Structure illustration of the tandem hexameric ATPases of Cdc48 processing a substrate. (a) Cryo-EM density map of the Cdc48– Ufd1-Npl4 (UN)–substrate complex in the presence of ATP and with Cdc48 carrying a Walker B mutation (EMDB ID: 0665; PDB ID: 6OA9). D1 domains of subunits E and F are both omitted for clarity. Densities of Ufd1 and N domains are too vague to be shown. (b,c) Substrate interactions with the Cdc48 D1 pore (b left) and D2 pore (c left), and corresponding nucleotide states of six ATPases (right).

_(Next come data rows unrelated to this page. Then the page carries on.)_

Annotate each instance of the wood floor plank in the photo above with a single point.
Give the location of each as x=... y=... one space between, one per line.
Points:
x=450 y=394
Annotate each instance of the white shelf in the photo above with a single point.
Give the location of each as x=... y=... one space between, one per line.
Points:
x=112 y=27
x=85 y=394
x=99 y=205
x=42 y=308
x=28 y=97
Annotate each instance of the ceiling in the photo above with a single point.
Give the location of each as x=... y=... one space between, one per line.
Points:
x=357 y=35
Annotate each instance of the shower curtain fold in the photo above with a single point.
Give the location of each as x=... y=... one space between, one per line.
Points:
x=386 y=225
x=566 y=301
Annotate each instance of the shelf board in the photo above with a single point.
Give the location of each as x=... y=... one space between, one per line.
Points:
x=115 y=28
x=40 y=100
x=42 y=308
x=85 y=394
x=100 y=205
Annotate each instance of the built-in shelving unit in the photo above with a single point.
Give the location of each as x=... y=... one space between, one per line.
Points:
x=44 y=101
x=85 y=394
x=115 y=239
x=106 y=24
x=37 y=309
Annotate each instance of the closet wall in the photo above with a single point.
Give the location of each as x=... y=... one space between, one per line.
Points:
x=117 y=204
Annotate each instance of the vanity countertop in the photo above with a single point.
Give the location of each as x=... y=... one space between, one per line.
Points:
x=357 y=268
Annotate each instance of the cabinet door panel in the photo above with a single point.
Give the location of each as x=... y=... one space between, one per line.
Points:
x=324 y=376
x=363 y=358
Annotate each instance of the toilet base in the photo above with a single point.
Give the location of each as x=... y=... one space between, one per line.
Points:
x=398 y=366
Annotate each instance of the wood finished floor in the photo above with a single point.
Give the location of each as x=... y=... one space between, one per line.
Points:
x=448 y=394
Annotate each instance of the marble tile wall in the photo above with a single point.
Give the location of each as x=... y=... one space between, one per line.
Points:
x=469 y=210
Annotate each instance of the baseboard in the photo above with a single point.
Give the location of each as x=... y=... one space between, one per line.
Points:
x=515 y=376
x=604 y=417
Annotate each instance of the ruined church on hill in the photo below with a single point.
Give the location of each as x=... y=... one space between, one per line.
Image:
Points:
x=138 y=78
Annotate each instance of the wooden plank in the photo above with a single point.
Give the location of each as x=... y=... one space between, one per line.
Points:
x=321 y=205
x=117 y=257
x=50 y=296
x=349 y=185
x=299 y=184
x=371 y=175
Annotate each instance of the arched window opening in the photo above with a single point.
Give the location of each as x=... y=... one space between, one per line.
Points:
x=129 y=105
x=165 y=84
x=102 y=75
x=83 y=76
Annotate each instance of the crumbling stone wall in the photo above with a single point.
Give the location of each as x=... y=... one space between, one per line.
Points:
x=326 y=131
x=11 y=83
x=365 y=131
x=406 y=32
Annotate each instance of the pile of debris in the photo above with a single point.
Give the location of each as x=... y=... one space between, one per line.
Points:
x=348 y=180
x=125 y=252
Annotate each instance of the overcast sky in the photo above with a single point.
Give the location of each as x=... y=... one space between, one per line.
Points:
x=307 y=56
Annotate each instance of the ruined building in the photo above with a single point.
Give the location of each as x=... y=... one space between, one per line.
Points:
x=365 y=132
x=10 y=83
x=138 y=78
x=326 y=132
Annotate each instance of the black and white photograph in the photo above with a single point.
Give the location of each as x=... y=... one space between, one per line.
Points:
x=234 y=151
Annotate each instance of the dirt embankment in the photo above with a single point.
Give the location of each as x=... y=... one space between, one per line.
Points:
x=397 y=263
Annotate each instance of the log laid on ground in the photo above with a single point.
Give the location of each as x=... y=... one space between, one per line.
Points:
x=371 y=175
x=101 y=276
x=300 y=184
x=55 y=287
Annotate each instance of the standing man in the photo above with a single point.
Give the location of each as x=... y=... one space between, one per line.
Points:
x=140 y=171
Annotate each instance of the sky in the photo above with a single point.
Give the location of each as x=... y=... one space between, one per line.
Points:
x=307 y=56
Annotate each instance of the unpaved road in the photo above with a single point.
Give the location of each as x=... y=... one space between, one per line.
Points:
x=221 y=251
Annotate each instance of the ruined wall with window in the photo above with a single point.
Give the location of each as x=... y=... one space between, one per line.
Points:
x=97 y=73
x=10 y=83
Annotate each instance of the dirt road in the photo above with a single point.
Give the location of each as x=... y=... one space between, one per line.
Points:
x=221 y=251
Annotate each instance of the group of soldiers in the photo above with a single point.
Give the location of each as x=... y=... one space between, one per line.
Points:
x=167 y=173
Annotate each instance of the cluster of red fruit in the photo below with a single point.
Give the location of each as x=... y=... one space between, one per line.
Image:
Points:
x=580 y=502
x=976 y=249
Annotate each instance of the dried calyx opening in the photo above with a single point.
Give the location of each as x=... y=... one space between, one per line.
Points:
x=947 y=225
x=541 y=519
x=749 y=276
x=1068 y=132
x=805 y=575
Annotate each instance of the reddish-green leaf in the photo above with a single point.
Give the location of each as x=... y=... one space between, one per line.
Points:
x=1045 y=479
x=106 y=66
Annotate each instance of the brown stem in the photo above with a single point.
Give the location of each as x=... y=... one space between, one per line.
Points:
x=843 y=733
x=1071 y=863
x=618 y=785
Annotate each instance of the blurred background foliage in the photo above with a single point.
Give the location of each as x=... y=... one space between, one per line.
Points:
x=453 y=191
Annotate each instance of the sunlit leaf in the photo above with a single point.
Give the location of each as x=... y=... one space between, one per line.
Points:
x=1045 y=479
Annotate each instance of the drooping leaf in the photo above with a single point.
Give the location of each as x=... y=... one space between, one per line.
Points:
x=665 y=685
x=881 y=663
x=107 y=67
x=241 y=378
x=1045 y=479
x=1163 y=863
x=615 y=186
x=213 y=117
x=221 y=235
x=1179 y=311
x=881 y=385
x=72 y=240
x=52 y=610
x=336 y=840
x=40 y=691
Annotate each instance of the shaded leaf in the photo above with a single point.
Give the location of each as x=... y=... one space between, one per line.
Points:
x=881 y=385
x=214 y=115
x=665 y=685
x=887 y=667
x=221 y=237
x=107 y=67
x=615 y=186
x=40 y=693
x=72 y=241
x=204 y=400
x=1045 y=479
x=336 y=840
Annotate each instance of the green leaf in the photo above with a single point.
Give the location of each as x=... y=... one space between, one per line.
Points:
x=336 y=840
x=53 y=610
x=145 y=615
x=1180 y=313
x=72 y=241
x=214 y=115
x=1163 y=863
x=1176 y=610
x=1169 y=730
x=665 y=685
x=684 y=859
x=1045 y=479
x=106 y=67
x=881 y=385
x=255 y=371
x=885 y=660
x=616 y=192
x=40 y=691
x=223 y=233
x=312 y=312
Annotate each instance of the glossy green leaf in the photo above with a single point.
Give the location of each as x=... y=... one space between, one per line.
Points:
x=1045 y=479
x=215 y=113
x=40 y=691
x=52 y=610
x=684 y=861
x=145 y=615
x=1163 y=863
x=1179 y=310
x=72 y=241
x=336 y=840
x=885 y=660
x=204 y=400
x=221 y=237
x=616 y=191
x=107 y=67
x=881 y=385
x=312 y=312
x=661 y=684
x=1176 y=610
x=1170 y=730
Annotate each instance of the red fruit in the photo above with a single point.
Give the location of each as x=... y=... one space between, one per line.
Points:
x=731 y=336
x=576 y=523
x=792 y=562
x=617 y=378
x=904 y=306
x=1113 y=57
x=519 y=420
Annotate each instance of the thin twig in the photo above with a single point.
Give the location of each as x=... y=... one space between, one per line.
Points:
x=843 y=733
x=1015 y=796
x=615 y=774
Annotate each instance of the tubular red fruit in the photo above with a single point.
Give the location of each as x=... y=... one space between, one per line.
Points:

Only key residues in pore-1 loops are labeled here.

Figure 6

Comparison of two kinds of mitochondrial membrane-anchored AAA+ proteases. (a) Cartoon representation of i- and m-AAA proteases anchored in the mitochondrial inner membrane (IM) with opposite orientations to intermembrane space (IMS) and matrix space, respectively. (b) The pore loop spiral staircases surrounding the substrate in yeast Yme1 (PDB ID: 6AZ0; left) and human AFG3L2 (PDB ID: 6NYY; right). Aromatic residues in pore loops are all highlighted as sticks and spheres, which in pore-2 loops are colored gray.